四回目は戦争が終わってからしばらく経ってからのことだ。その時、リジーは自分の意思で意識を切り離して潜り込んだが、誰にも合わずに帰った。
本当は会って話したい人がいたはずだったが、死者の間に降りた瞬間、リジーは思い直したようにすぐに浮上した。
そして今回、双子を守る決意をしたリジーは再び死者の間に向かった。暗い水底に沈むようにリジーの意識は沈み続け、やがて足が硬い床に触れてリジーの降下は終わった。
暗く何もない空間に薄っすらと光が灯る。これまで訪れた時と同じ死者の間が広がっていた。
以前自力で潜ったリジーは、何の問題もなく辿り着けたことに安堵の息を漏らす。
「ここは相変わらず静かで暗いですね。ごめんなさい、でも通らせていただきます」
薄暗い空間にリジーの声が吸い込まれて行く。
リジー以外に誰もいないはずだったが、リジーの目の前で僅かに光が灯った。小石よりも小さな光は弱弱しく明滅して奥へと流れて行く。まるでリジーの行き先を灯す道しるべのようだった。
リジーは導かれるようにその光に従って暗い空間を歩き始めた。
いつまで続くとも知らぬ暗い道をリジーは力強く踏み出す。道を誤れば深淵に辿り着くことはできず、生きて帰ることもできない。そんな危険な道だと知っていてもリジーは涼しい顔をして前に進んだ。

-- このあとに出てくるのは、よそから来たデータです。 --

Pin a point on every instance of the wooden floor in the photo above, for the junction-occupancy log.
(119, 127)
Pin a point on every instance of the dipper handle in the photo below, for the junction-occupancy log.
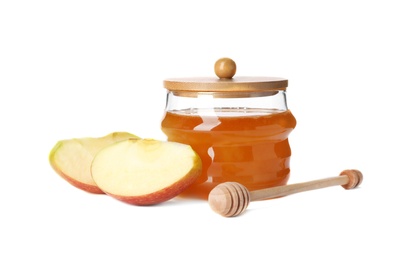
(230, 199)
(348, 179)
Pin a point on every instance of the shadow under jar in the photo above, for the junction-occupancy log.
(238, 126)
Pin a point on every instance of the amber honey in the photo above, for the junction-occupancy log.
(248, 146)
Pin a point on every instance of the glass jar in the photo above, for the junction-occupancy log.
(239, 127)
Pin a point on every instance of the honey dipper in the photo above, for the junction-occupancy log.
(230, 199)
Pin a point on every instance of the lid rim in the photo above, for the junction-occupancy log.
(240, 84)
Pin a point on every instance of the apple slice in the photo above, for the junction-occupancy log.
(145, 171)
(71, 158)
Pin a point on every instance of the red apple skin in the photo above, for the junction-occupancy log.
(77, 184)
(166, 193)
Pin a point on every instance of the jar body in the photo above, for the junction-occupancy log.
(241, 137)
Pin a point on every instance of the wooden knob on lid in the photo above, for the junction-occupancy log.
(225, 68)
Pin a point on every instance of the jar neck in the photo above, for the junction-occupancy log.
(274, 101)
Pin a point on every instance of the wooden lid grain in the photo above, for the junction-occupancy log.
(225, 69)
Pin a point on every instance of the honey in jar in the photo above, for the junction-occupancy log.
(239, 126)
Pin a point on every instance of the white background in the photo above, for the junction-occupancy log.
(87, 68)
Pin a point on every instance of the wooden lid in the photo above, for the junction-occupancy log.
(225, 69)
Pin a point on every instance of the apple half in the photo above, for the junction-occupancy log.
(145, 171)
(72, 158)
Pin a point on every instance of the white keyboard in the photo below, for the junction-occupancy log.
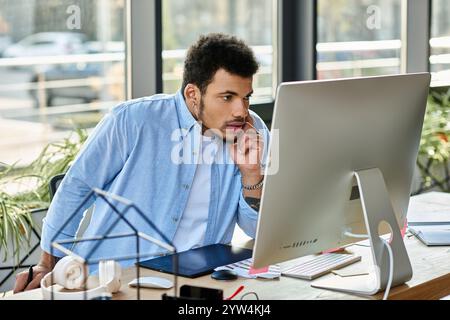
(320, 265)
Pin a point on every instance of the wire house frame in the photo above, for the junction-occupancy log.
(129, 205)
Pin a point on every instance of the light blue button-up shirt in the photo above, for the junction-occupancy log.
(135, 153)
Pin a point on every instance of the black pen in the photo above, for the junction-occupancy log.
(30, 276)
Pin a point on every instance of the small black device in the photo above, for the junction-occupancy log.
(224, 275)
(200, 261)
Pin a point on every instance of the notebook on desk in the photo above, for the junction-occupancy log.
(198, 262)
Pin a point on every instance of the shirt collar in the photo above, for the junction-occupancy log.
(187, 120)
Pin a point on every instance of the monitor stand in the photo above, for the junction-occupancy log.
(377, 208)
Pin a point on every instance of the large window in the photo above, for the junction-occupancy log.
(185, 20)
(358, 38)
(61, 68)
(440, 41)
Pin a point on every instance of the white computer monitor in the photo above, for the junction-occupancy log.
(340, 141)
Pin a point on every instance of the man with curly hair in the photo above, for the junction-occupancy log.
(192, 162)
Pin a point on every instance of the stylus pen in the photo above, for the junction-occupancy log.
(30, 276)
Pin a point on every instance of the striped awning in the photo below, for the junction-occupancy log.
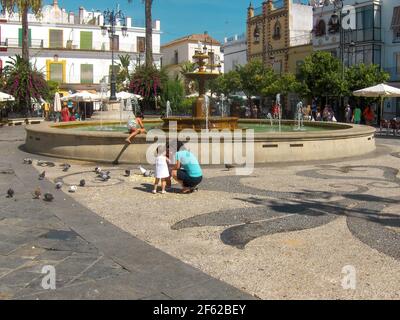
(396, 18)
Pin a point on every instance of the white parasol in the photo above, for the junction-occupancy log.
(381, 91)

ふわふわと揺れる光は時折り進行を止めるとリジーの目の前を旋回する。まるで彼女が道を間違えていないか聞く人しているような動きだった。
そうして淡い光に導かれたリジーは死者の国のさらに奥へと進んだ。そしてどれだけ歩いたのか、リジーは気が付けば光の粒が周囲に漂う空間に移動していた。リジーを先導していた光はその中に埋もれて見えなくなる。
リジーはすでに死者の間を抜けて深淵へと到達していたようだった。
「私以外に意識を保ってるなんて、珍しいお客様ね」
光の中から鈴を転がしたような美しい声がリジーの耳に届く。懐かしい声に口元を緩めたリジーは声のした方へと振り向いた。

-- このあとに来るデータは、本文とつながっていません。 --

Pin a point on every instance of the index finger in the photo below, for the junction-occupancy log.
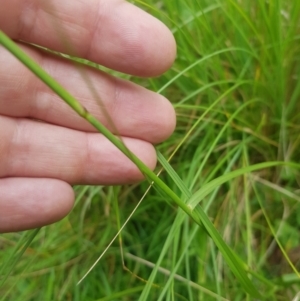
(113, 33)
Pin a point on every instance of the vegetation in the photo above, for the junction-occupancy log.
(235, 86)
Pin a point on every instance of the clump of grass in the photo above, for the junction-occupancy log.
(235, 86)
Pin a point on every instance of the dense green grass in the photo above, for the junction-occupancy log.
(243, 57)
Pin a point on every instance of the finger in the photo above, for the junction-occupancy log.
(113, 33)
(35, 149)
(31, 203)
(134, 111)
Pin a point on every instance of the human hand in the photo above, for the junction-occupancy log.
(44, 146)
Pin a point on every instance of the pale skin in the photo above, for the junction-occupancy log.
(45, 148)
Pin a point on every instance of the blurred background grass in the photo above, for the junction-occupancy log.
(244, 53)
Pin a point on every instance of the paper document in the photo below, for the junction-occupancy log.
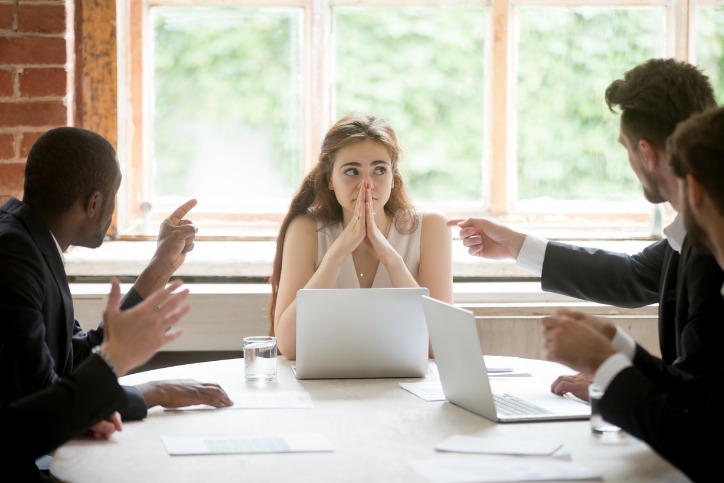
(246, 443)
(427, 390)
(473, 444)
(502, 469)
(260, 400)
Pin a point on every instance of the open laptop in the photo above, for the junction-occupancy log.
(464, 376)
(361, 333)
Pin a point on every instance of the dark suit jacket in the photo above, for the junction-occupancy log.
(41, 422)
(687, 288)
(49, 343)
(680, 420)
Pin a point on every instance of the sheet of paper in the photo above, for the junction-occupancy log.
(246, 443)
(427, 390)
(261, 400)
(488, 469)
(459, 443)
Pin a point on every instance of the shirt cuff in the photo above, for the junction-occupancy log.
(624, 343)
(610, 369)
(532, 254)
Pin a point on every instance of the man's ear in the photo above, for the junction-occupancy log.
(650, 154)
(93, 203)
(696, 192)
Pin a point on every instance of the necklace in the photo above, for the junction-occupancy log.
(386, 233)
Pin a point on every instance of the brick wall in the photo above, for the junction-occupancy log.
(36, 69)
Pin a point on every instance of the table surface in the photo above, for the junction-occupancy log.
(375, 427)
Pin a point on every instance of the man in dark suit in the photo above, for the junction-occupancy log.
(652, 97)
(42, 421)
(680, 420)
(71, 179)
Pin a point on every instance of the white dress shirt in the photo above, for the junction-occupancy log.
(531, 257)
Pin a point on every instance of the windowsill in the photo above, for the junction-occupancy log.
(234, 261)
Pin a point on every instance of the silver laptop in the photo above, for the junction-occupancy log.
(361, 333)
(464, 376)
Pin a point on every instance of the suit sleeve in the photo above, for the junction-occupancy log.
(672, 419)
(44, 420)
(696, 318)
(135, 407)
(602, 276)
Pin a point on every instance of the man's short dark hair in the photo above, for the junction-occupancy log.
(66, 164)
(697, 148)
(655, 96)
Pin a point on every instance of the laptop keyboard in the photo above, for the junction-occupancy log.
(509, 405)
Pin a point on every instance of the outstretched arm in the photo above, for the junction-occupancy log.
(487, 239)
(175, 239)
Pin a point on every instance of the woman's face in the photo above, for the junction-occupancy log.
(364, 160)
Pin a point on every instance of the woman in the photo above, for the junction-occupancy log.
(351, 224)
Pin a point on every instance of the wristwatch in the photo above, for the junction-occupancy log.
(98, 350)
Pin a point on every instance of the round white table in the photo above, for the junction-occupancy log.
(376, 428)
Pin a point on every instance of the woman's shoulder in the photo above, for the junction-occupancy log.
(431, 215)
(302, 224)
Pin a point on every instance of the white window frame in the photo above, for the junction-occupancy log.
(318, 103)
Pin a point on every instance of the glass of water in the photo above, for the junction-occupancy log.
(260, 358)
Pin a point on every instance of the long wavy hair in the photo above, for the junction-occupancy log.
(315, 198)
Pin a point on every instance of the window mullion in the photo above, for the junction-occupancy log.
(498, 107)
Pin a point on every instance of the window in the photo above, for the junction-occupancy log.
(498, 104)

リジーの背後には黒髪の少女が目を閉じて浮いていた。漆黒の衣装を身に纏った少女はリジーの目の前に降り立つとゆっくり目を開ける。
「やっぱり貴女だった。久しぶり、リジー」
リジーと全く同じ姿をしたリリーは、少女の姿を目にして柔らかい表情を見せた。
「リリー、久しぶり。少し知りたいことがあるんだけど、聞いてもいい?」
「もちろんいいわよ。私もリジーに話しておきたいことがあるの」
二人はまるで旧知の仲のように挨拶を交わすと、どちらからともなく微笑んだ。